Hi all! Nisha confirmed on IRC that the fix will be merged, if it proves to fix the problem. Can someone who reproduces the problem please confirm that? Then we can proceed with backports and everything. Thanks.
Hello, Our customer has tested the proposed upstream fix in their environment and has confirmed that it has solved their issue. With this new code, the issue appears to be fixed. Thank you very much for your efforts!
Thanks Andrew.
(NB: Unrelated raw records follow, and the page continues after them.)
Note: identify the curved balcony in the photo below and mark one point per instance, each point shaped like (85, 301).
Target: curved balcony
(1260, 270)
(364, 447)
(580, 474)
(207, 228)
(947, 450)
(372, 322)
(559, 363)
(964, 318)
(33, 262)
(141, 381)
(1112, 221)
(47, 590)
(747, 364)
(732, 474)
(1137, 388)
With your confirmation the upstream patch should be able to be merged and we can then backport it to OSP-10.
Thanks!
Upstream patch is merged, downstream patch is https://code.engineering.redhat.com/gerrit/#/c/124744/.
Since the problem described in this bug report should be resolved in a recent advisory, it has been closed with a resolution of ERRATA. For information on the advisory, and where to find the updated files, follow the link below. If the solution does not work for you, open a new bug report. https://access.redhat.com/errata/RHBA-2018:0365
Hello we get ProLiant BL460c Gen9 with latest driver installed on it. we have OPpenstack Redhat 12 version. The package we have is : python-proliantutils-2.4.0-3.el7ost.noarch And we encountered the issue describe in this tickets during introspection step : Failed to get power state for node 0b94a3b2-62bc-4c00-9b78-d087d6c55cb4. When we put pxe_ipmitool that's work well.